Carter Writes Kindly Of Hamas, Hizbullah
Hamas is putting all its eggs in the basket of President-elect Barack Obama, according to former president Jimmy Carter, who met with the chiefs of the terror group in Syria last week.
“Like the Syrians, they [Hamas] are patient, relatively satisfied with the status quo, and putting all their eggs in Obama’s basket. We had to caution them about expecting too much of an immediate change in U.S. Middle East policy,” Carter wrote in a first-person report posted on his Carter Center website.
Carter recounted how on the anniversary of Hamas’s founding, he met last week in Damascus with Hamas chieftain Khaled Meshaal “and his fellow Hamas politburo members, all of whom are scientists, medical doctors, or engineers – none trained in religion.”
A senior Israeli security official who was made aware of Carter’s description of Meshaal and other top Hamas members as “scientists, medical doctors, or engineers,” said such descriptions were “simply outrageous apologies for evil.”
The official pointed out there is strong evidence that Meshaal, who heads an active terrorist organization, directly ordered numerous Hamas terror attacks over the years, and, until Hamas took over the Gaza Strip in 2007, controlled the flow of money for all Hamas activities, including terrorism and the group’s vast civilian infrastructure in Gaza and the West Bank.

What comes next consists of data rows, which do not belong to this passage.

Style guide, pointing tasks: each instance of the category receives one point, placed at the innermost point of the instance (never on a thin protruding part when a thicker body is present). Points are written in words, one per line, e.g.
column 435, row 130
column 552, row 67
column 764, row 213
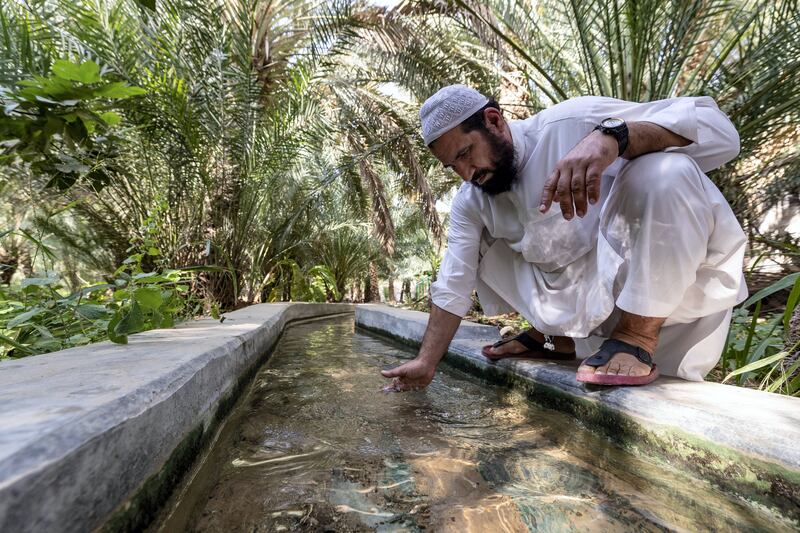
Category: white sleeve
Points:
column 714, row 140
column 459, row 269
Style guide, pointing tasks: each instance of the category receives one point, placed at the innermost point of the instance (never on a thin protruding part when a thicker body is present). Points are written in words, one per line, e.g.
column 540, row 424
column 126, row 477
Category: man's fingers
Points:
column 593, row 184
column 578, row 187
column 564, row 189
column 549, row 191
column 392, row 372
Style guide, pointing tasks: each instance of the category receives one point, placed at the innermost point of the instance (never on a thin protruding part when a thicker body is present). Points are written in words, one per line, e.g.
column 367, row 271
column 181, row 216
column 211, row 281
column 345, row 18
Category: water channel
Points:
column 315, row 446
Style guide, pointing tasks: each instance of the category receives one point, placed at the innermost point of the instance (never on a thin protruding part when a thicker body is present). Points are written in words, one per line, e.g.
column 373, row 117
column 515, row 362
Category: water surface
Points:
column 316, row 447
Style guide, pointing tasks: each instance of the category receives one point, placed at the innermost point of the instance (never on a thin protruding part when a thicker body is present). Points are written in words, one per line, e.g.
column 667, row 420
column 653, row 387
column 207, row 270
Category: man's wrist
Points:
column 608, row 141
column 617, row 129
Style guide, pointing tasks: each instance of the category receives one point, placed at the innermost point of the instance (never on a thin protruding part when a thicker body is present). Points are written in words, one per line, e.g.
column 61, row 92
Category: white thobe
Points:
column 661, row 241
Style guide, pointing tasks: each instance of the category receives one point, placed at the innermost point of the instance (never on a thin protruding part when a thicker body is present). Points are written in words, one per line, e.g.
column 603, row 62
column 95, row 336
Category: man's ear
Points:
column 493, row 120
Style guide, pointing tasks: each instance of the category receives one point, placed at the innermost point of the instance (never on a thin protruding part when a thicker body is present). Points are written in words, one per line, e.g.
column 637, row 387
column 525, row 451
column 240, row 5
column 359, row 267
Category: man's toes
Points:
column 602, row 369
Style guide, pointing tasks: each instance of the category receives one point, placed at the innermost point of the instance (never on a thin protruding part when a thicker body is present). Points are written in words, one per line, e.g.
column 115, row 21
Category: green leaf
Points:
column 784, row 283
column 168, row 321
column 111, row 118
column 791, row 303
column 86, row 72
column 92, row 311
column 113, row 336
column 149, row 277
column 148, row 298
column 119, row 90
column 132, row 322
column 23, row 317
column 121, row 294
column 39, row 282
column 756, row 365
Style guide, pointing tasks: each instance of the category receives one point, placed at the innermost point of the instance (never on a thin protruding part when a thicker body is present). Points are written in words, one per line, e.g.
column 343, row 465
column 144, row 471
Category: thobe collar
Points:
column 520, row 145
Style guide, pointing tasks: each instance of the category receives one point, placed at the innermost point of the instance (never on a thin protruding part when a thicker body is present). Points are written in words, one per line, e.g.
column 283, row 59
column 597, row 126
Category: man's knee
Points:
column 659, row 175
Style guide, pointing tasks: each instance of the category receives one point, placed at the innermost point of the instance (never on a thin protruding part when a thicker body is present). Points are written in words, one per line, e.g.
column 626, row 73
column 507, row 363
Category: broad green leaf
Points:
column 113, row 336
column 131, row 322
column 87, row 72
column 119, row 90
column 17, row 346
column 39, row 282
column 757, row 365
column 148, row 298
column 168, row 321
column 92, row 311
column 779, row 285
column 111, row 118
column 121, row 294
column 149, row 277
column 23, row 317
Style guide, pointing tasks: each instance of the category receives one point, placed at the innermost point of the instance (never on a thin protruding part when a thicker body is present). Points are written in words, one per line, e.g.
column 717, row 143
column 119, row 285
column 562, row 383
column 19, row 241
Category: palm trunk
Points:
column 791, row 339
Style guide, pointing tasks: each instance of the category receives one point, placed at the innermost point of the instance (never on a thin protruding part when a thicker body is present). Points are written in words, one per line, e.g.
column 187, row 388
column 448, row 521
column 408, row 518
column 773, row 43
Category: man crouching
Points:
column 594, row 220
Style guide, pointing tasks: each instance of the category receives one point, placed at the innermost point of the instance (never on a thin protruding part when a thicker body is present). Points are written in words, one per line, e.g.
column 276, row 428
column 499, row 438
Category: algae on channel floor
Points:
column 316, row 446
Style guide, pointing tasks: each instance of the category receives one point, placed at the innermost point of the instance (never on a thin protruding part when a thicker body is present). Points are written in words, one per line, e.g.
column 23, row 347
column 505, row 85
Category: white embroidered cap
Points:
column 448, row 108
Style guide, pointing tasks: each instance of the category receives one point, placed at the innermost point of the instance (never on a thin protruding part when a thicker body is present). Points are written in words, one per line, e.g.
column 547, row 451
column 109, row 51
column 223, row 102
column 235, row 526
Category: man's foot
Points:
column 635, row 334
column 562, row 345
column 620, row 364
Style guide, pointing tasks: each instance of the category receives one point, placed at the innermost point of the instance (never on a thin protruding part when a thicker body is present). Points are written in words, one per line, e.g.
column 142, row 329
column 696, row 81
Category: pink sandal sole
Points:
column 615, row 379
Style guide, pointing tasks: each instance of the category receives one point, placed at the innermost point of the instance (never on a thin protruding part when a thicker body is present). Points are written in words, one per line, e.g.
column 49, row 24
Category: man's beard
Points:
column 504, row 172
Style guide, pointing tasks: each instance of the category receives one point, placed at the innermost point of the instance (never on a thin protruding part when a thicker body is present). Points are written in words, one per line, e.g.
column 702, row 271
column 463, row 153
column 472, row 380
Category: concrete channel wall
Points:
column 107, row 430
column 743, row 440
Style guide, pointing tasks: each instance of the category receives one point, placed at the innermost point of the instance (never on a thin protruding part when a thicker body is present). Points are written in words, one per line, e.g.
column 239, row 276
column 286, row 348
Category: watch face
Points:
column 612, row 122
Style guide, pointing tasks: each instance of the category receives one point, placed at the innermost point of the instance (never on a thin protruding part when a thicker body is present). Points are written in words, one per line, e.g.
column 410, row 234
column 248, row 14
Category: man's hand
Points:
column 413, row 375
column 576, row 177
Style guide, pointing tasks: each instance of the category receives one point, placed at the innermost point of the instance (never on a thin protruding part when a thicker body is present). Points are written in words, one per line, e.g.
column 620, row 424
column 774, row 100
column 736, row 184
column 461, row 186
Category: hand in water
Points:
column 413, row 375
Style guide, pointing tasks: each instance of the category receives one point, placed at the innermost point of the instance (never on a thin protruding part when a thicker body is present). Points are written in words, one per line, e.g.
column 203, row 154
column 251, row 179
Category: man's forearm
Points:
column 646, row 137
column 441, row 329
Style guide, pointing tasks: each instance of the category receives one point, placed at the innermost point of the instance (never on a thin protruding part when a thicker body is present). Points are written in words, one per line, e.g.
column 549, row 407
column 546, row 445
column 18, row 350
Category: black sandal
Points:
column 536, row 349
column 608, row 349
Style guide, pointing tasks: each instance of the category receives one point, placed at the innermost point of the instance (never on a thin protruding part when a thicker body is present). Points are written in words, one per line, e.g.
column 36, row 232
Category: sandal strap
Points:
column 529, row 342
column 610, row 347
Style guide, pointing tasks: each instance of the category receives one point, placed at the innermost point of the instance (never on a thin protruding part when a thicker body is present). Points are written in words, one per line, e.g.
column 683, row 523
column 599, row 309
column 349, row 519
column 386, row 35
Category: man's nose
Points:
column 466, row 171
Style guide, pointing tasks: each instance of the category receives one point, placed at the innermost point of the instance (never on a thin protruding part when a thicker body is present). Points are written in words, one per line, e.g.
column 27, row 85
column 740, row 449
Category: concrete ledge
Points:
column 745, row 441
column 83, row 430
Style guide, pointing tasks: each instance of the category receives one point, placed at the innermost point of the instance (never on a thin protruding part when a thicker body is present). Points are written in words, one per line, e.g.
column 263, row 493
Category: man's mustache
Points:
column 479, row 174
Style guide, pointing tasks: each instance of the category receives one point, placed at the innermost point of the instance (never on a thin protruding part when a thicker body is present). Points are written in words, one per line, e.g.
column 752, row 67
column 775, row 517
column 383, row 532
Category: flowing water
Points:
column 316, row 447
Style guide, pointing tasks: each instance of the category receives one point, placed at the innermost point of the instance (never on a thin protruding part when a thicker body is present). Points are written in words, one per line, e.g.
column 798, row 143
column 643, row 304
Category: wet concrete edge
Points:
column 772, row 483
column 123, row 467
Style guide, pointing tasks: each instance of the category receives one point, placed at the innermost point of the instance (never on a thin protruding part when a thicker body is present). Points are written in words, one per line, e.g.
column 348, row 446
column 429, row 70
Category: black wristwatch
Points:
column 617, row 128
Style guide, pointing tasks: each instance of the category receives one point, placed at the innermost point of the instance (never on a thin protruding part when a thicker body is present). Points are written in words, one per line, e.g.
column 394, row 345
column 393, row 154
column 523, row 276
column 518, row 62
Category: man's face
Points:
column 483, row 158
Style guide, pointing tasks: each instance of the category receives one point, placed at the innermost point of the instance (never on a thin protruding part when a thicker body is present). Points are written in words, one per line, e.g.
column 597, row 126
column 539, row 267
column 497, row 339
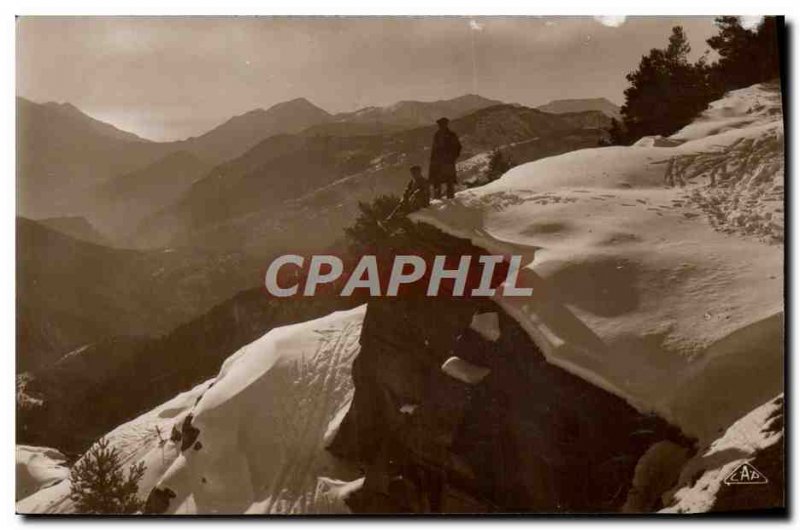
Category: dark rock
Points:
column 189, row 433
column 158, row 501
column 529, row 437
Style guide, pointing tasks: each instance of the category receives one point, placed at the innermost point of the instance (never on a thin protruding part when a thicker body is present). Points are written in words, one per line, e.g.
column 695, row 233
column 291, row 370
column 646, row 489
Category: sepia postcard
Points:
column 400, row 265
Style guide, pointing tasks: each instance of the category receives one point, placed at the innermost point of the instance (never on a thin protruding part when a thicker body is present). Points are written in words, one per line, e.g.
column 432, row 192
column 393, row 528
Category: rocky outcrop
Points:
column 525, row 437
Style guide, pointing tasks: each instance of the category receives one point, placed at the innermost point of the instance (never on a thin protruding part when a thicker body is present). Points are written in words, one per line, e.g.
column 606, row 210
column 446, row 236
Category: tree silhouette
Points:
column 666, row 91
column 99, row 485
column 746, row 57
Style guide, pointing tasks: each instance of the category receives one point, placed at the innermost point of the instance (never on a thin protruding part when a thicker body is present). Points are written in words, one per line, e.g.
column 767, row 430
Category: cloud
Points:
column 475, row 25
column 750, row 22
column 612, row 21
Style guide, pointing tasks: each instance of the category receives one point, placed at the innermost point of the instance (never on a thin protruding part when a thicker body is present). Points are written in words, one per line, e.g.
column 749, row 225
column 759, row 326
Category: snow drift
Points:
column 37, row 468
column 262, row 425
column 657, row 268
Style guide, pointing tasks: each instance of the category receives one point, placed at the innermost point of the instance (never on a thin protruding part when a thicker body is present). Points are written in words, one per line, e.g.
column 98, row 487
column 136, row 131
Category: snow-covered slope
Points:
column 263, row 424
column 648, row 281
column 38, row 467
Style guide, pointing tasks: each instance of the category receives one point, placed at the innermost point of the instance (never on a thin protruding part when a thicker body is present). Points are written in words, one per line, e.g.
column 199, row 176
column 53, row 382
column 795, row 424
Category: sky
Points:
column 171, row 78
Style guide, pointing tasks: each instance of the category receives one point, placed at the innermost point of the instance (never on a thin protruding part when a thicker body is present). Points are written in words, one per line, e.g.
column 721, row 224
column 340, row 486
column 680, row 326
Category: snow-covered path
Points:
column 635, row 288
column 264, row 422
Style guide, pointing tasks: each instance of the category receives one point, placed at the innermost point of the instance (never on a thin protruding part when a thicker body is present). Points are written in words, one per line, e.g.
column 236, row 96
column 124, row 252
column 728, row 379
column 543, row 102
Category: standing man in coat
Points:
column 444, row 153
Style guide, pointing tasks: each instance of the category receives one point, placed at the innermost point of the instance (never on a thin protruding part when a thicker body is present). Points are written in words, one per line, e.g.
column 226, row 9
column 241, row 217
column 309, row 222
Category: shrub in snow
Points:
column 99, row 484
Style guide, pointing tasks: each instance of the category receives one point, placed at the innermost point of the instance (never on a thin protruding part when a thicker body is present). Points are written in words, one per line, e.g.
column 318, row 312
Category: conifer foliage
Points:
column 99, row 484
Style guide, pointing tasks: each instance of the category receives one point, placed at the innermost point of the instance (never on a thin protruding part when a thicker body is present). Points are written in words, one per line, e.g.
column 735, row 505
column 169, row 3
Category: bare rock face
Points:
column 526, row 437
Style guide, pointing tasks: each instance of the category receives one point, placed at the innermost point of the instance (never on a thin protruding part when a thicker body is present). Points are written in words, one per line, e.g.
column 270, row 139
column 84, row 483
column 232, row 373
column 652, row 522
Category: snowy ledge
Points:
column 639, row 285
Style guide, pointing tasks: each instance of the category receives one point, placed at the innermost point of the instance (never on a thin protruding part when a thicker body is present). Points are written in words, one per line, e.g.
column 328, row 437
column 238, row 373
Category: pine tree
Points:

Carter continued by stating that he discussed with Meshaal “items on my agenda that included an extension of the cease-fire in Gaza.” About an hour after he met with Carter last Sunday, Meshaal announced at a press conference that Hamas would not renew the cease-fire, although spokesmen for the terror group later clarified that a decision had not yet been made.
Aside from Hamas, Carter, who visited Lebanon, also lamented that the Lebanese Hizbullah terrorist organization lacks missiles to “defend” itself from Israeli aircraft.
“The general showed us a graph of the many flights of Israeli planes over all parts of Lebanon, averaging about a dozen each day. Neither Hizbullah nor the Lebanese Armed Forces have any anti-aircraft weapons for defense,” wrote Carter.
Carter’s information may not be accurate. Israel has some intelligence indicating that Hizbullah may have smuggled anti-aircraft missile batteries along the Syrian-Lebanese border. Regardless of whether Hizbullah possesses anti-aircraft missiles, Israeli overflights, which have been ongoing since the end of the Second Lebanon War, have not targeted or endangered Hizbullah operatives.
Israel says the overflights are crucial to collect intelligence on the continued smuggling of mass quantities of weaponry to Hizbullah across the Syria-Lebanon border – an area that is supposed to be patrolled by UNIFIL. Israeli security officials complain that the Israel Air Force routinely provides UNIFIL with exact smuggling routes backed up with photographic evidence but the international force does almost nothing to stop the smuggling.
Aaron Klein is Jerusalem bureau chief for WorldNetDaily.com. He appears throughout the week on leading U.S. radio programs and is the author of the book “Schmoozing with Terrorists.”